87th AMS Annual Meeting

Wednesday, 17 January 2007: 2:00 PM
Attributing regional climate variations to tropical SST changes
214D (Henry B. Gonzalez Convention Center)
Prashant Sardeshmukh, NOAA/ESRL/PSD, CDC/CIRES, Boulder, CO
Numerous observational and modeling studies have sought to understand climate anomalies over the continents as remote responses to both tropical and extratropical SST anomalies. In this talk, we present important new evidence that the tropical SST anomalies are predominant in this regard; that their influence is approximately and (for attribution purposes) usefully linear; and that this influence occurs in a relatively low-dimensional space of forcing/response pattern pairs. Furthermore, the most sensitive regions of tropical forcing for generating large global responses occur over the Warm Pool, away from the eastern tropical Pacific region of largest observed ENSO-related SST variability.

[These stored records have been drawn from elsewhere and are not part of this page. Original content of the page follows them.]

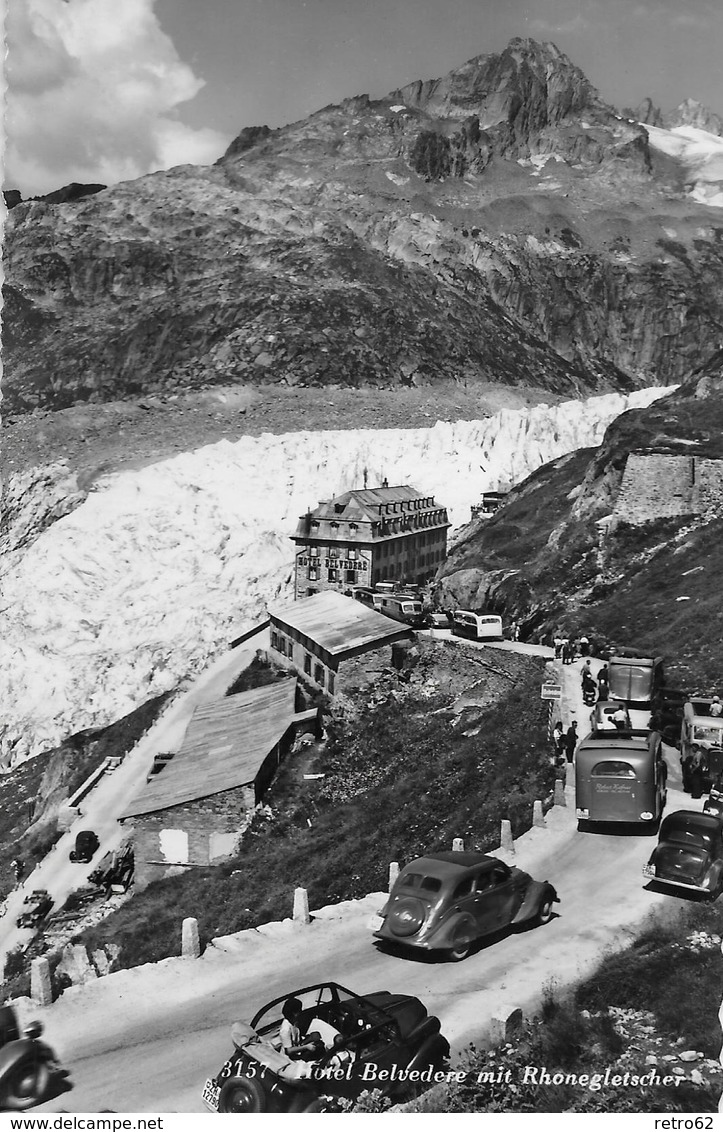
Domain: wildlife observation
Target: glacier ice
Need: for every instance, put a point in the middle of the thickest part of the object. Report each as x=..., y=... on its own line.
x=141, y=584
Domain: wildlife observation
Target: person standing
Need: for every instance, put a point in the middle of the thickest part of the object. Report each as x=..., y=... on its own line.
x=570, y=740
x=558, y=740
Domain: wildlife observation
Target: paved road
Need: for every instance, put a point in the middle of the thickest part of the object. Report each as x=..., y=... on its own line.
x=144, y=1040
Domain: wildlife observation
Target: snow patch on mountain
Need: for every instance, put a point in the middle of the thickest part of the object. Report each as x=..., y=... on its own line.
x=157, y=569
x=702, y=154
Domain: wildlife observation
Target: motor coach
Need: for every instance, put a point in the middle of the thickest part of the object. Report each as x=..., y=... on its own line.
x=620, y=779
x=476, y=626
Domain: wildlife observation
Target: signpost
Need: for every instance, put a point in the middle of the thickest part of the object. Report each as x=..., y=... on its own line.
x=551, y=692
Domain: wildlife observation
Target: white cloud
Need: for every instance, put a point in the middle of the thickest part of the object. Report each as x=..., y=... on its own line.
x=93, y=86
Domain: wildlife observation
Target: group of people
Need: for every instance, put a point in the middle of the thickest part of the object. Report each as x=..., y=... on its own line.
x=567, y=650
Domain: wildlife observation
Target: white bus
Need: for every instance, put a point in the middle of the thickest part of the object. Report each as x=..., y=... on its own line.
x=476, y=626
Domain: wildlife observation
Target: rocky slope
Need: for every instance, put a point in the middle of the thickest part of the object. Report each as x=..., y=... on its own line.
x=152, y=572
x=499, y=224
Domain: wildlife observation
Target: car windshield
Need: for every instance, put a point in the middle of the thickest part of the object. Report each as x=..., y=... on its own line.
x=419, y=881
x=689, y=835
x=613, y=769
x=328, y=1003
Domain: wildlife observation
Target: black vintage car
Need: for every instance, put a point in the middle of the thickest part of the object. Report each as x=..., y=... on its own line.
x=353, y=1043
x=689, y=854
x=86, y=846
x=445, y=901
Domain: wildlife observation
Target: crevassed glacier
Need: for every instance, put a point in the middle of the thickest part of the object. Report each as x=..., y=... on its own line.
x=145, y=581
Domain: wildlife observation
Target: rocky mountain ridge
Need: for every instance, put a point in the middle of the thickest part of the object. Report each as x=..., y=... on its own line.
x=652, y=582
x=501, y=224
x=689, y=112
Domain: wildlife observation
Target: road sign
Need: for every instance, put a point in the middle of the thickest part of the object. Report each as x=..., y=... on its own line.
x=551, y=692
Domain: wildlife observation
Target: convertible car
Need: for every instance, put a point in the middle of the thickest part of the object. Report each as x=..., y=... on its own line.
x=351, y=1043
x=689, y=852
x=446, y=901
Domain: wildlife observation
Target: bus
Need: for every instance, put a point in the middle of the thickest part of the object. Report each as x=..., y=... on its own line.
x=637, y=680
x=620, y=779
x=476, y=626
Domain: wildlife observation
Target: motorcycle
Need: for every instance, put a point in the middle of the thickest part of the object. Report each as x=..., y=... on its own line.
x=29, y=1072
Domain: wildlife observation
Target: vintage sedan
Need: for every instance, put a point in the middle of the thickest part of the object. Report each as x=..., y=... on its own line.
x=689, y=854
x=350, y=1043
x=446, y=901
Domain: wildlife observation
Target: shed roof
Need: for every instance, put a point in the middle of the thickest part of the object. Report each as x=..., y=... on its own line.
x=224, y=745
x=337, y=623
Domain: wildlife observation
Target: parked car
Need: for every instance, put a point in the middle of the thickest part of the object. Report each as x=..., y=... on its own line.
x=29, y=1073
x=445, y=901
x=86, y=846
x=438, y=620
x=689, y=852
x=360, y=1042
x=700, y=746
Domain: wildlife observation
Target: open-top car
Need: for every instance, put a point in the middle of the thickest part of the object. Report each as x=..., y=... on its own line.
x=689, y=852
x=349, y=1043
x=445, y=901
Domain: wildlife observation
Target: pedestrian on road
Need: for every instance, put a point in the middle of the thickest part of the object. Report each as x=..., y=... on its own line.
x=570, y=740
x=558, y=739
x=620, y=718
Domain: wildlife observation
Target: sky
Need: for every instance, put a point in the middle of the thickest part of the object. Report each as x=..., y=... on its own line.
x=109, y=89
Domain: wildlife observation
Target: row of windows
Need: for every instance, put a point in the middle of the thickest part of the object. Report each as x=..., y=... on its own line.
x=334, y=575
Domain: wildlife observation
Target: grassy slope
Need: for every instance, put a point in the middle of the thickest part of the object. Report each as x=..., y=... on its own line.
x=34, y=789
x=402, y=771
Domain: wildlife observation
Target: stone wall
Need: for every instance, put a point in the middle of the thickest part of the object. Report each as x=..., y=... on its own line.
x=662, y=486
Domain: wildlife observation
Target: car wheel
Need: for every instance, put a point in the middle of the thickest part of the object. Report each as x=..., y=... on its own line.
x=25, y=1085
x=461, y=944
x=242, y=1095
x=544, y=912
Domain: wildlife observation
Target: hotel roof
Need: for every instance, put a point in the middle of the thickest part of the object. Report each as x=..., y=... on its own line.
x=338, y=624
x=224, y=746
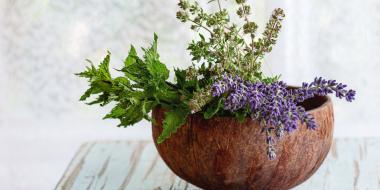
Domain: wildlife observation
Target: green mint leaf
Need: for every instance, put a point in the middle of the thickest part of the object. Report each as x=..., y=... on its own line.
x=131, y=56
x=117, y=112
x=173, y=120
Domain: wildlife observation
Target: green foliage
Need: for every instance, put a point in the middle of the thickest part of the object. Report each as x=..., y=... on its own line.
x=173, y=120
x=222, y=47
x=135, y=94
x=227, y=50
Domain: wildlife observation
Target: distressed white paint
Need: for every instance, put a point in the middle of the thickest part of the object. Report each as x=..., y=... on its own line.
x=43, y=42
x=351, y=164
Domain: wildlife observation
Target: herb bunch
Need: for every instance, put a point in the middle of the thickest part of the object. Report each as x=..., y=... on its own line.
x=225, y=78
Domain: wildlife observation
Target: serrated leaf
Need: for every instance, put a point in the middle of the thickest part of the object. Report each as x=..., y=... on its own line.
x=131, y=57
x=117, y=112
x=133, y=114
x=173, y=120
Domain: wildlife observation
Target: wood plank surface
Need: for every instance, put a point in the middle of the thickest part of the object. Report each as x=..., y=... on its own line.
x=351, y=164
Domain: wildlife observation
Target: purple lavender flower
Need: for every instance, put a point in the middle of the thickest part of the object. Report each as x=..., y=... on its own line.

These conclusions have been reached through a comprehensive sensitivity analysis of the global atmospheric responses to an array of localized SST anomaly patches prescribed throughout the tropics in the NCAR atmospheric GCM. The GCM's global response to prescribed observed global SSTs over the last 50 years (i.e, in "AMIP"-type "GOGA" simulations) is shown to be very well approximated by linear combinations of the responses to our tropical SST patches. Further analysis establishes the low-dimensionality of the linear operator G linking the global response to the tropical SSTs. In other words, the sensitivity of the global climate to tropical SSTs can be understood in terms of a relatively small set of forcing/response singular vector pairs of G. Our study clearly demonstrates the dominance, linearity, and low-dimensionality of tropical influences upon the global climate. Another notable result of practical importance is the opposite sensitivity of many aspects of the global response to SSTs in the Indian and western Pacific halves of the Warm Pool. This dipole sensitivity makes it critical for coupled climate models used in global change research to accurately predict the details of the projected ocean warming in the Warm Pool to generate reliable projections of regional climate changes around the globe.